A Path to Independence: University student thrives with family business

How a popcorn business changed the life of one student and his family

As part of the Path to Independence program, Jack Rovetti pursues ventures in business with his family's popcorn company.

5/10/2018 | By: Alexis Harris |

Jack Rovetti's journey with business began in August 2013. His family started Jack's Popcorn Company, a vending business franchise of Doc Popcorn, a company based in Boulder, Colorado.

Jack's Popcorn Company was not just designed as a business venture, however. According to Diana Rovetti, Jack's mother, the business was going to be used as an outlet to teach Jack basic job skills and to prepare him for the workforce. Jack, a University of Nevada, Reno Path to Independence student, has Down syndrome and his parents believed the popcorn business would help Jack gain independence.

Path to Independence, a two-year, non-degree certificate program offers a college experience to students with developmental disabilities. The program is a collaborative effort with the University's Nevada Center for Excellence in Disabilities, the University of Nevada, Reno Extended Studies Department, Sierra Regional Center, Rural Regional Center, the Bureau of Vocational Rehabilitation, Lyon County School District and Washoe County School District.

The structure of the program focuses on three areas: academic and campus activities, independent living and employment. Path to Independence's goal is to provide educational opportunities for people with disabilities that will enhance work and education skills leading them to become more independent.

Jack standing in front of a white board

"When Jack was 14 years old, we were looking for a small business," Diana said, "We picked Doc Popcorn because they used all-natural ingredients, their popcorn is delicious, and they also had the same intentions that we had."

In order to start the business, Jack and his family took a week-long training course to become certified poppers, where they learned how to take orders, pop popcorn, serve drinks, keep track of inventory, and other useful business skills.

When the business kicked off Jack's role began as a popper, where he would pop the popcorn, and greet and serve popcorn to customers, but later his role changed to cashier. At first, Jack faced many obstacles, but he was able to overcome those challenges and succeed in his work. And the Popcorn business was successful. Not only as a business, but it helped Jack land a job as a greeter and dishwasher at Mod Pizza.

"The business was totally worth it, since it increased Jack's self-esteem, and helped him learn important work skills, "said Diana.

While the business was flourishing, the next step for Jack was his education. Attending college was always going to be a natural transition from high school for him and Path to Independence was the best program for Jack, since it provided the support he needed that other schools may not have available.

"Without the program, he wouldn't be able to go to the university, "said Diana, "The transition from childhood to adulthood is hard on anyone, especially for a person with a disability."

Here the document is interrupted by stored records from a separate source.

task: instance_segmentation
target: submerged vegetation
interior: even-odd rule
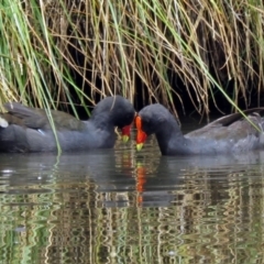
[[[176,111],[185,94],[208,114],[219,92],[260,105],[263,10],[261,0],[3,0],[0,106],[92,105],[121,94]]]

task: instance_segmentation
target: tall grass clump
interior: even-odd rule
[[[209,113],[263,90],[263,2],[3,0],[0,105],[143,97]],[[228,88],[231,86],[231,92]]]

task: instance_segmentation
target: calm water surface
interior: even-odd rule
[[[150,140],[0,155],[0,263],[264,263],[264,152],[162,157]]]

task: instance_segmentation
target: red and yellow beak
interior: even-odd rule
[[[122,128],[122,140],[124,143],[127,143],[130,139],[131,125],[132,124],[129,124]]]
[[[141,151],[145,141],[146,141],[146,133],[142,130],[142,120],[141,117],[135,117],[135,128],[136,128],[136,150]]]

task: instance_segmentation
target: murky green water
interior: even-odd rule
[[[0,263],[264,263],[264,152],[0,155]]]

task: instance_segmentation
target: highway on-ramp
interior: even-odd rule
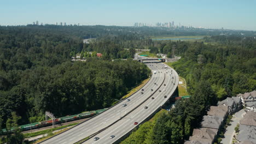
[[[156,65],[158,65],[158,64]],[[162,64],[158,64],[160,67],[162,67],[161,65],[162,65]],[[95,137],[100,138],[98,140],[95,141],[94,139],[90,139],[83,143],[113,143],[136,127],[137,125],[135,125],[135,122],[138,122],[139,124],[157,111],[172,96],[179,81],[177,73],[168,67],[167,69],[160,70],[160,72],[165,75],[165,79],[163,83],[164,84],[161,86],[159,88],[161,92],[158,91],[152,96],[154,97],[154,99],[149,99],[122,119],[96,135]],[[144,91],[150,90],[145,89]],[[165,95],[166,98],[165,98]],[[148,108],[146,109],[145,106]],[[114,137],[110,137],[112,135],[114,135]]]
[[[140,90],[129,98],[130,100],[130,101],[127,101],[125,99],[100,115],[40,143],[74,143],[100,131],[130,112],[135,107],[139,106],[142,102],[147,100],[156,89],[159,88],[161,83],[164,81],[165,75],[162,73],[162,66],[159,64],[147,64],[147,65],[152,70],[153,73],[155,71],[157,72],[156,74],[152,75],[150,80],[142,88],[147,91],[142,92]],[[153,89],[153,91],[149,91],[151,89]],[[143,94],[141,94],[141,92],[143,92]],[[126,104],[127,106],[123,107],[123,105],[124,104]],[[148,109],[148,110],[150,110],[150,109]]]

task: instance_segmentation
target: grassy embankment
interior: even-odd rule
[[[172,63],[171,62],[167,62],[165,63],[167,65],[168,65],[169,67],[173,68],[173,67],[172,65]],[[179,97],[182,97],[184,95],[189,95],[188,91],[187,91],[187,82],[186,80],[183,77],[179,76],[179,81],[182,82],[182,84],[179,84],[178,85],[178,90],[179,91]]]
[[[121,142],[120,144],[130,143],[130,142],[137,142],[138,140],[141,140],[141,139],[147,139],[147,136],[152,134],[154,125],[158,118],[162,113],[167,113],[168,111],[166,110],[162,109],[159,112],[156,113],[153,118],[149,121],[139,125],[139,128],[137,129],[135,128],[133,130],[131,134],[125,139],[124,141]]]
[[[138,91],[141,88],[143,87],[149,80],[149,78],[148,78],[148,79],[144,80],[144,81],[143,81],[142,82],[141,82],[141,85],[139,85],[138,86],[132,88],[130,92],[128,92],[127,94],[126,94],[125,96],[123,97],[122,99],[125,99],[125,98],[126,98],[127,97],[129,97],[131,95],[132,95],[133,93],[137,92],[137,91]]]
[[[139,53],[139,55],[148,55],[149,57],[158,57],[158,56],[155,53],[150,53],[149,51],[143,51]]]
[[[69,124],[69,125],[72,125],[72,124],[73,124],[73,125],[75,125],[75,124],[78,124],[78,123],[72,123],[72,124]],[[67,126],[67,125],[64,125],[64,126]],[[64,126],[63,126],[63,127],[64,127]],[[71,127],[71,126],[69,125],[69,127]],[[66,127],[65,127],[65,128],[66,128]],[[60,127],[58,127],[58,128],[60,128]],[[70,128],[64,128],[64,129],[62,129],[62,130],[60,130],[60,131],[57,131],[57,132],[54,133],[53,133],[53,131],[48,131],[48,132],[46,133],[43,134],[48,134],[48,135],[47,135],[46,136],[40,139],[39,140],[36,141],[36,142],[34,142],[33,143],[38,143],[39,142],[42,142],[42,141],[44,141],[44,140],[46,140],[46,139],[49,139],[49,138],[50,138],[50,137],[52,137],[52,136],[55,136],[55,135],[57,135],[57,134],[60,134],[60,133],[62,133],[63,131],[66,131],[66,130],[67,130],[68,129],[70,129]],[[53,128],[53,129],[55,129],[55,128]],[[45,130],[47,131],[47,130],[49,130],[49,129]],[[39,132],[39,131],[38,131],[38,132]],[[36,133],[37,133],[37,132],[36,132]]]

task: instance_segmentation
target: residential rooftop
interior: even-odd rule
[[[252,142],[252,143],[256,143],[256,127],[240,125],[239,130],[237,138],[238,141],[243,142],[247,140]]]
[[[217,131],[218,130],[216,129],[206,128],[194,129],[192,136],[189,137],[189,140],[212,143]]]
[[[224,117],[228,111],[228,106],[220,105],[218,106],[211,106],[210,109],[207,111],[209,116],[217,116],[220,117]]]
[[[240,123],[242,125],[256,127],[256,112],[247,112],[243,116],[243,118],[240,120]]]
[[[201,122],[202,127],[219,129],[223,118],[216,116],[204,116]]]

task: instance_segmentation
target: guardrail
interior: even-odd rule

The P2I program develops a Person-Centered Plan or PCP, which plans what type of course each student will take in a semester. The program also provides a social mentor and peer educational coach, who are there to assist each student during class time or campus social activity.

Jack and Riley standing next to each other behind a white board

"Jack has been a great addition to the Path to Independence program," Riley Fitzgerald, Project Coordinator for Nevada Center for Excellence in Disabilities, said. "His upbeat attitude and desire to help others really exemplifies what the program is all about. We are excited to watch Jack continue to learn and grow and we can't wait to see what the future holds for him."

Jack has attended a business class, a photography class and even a Microsoft software course, where he learned new computer and business skills that he can use in the workforce. The program has not only helped him gain new skills for work, but also has taught him how to communicate better with others, especially students and teachers.

"I was a little nervous to talk to people, but now I am really good at it" Jack said. "I like helping people in Path to Independence, I like being in Path to Independence."

Just like the popcorn company, Path to Independence was another tool for Jack to gain new skills that will aid him in his own path to independence. Despite certain expectations, Jack is able to continue his education beyond high school and thrive on his own with business.

The long-range goal for Jack is to continue his education and to have his Popcorn company have a permanent location in Reno, where Jack can work and earn an income on his own.

Jack's Popcorn Company sells twelve different flavors of popcorn, including Jack's favorite flavors apple crisp and sweet butter. People can purchase the product at local events in Reno/Sparks, as well as online.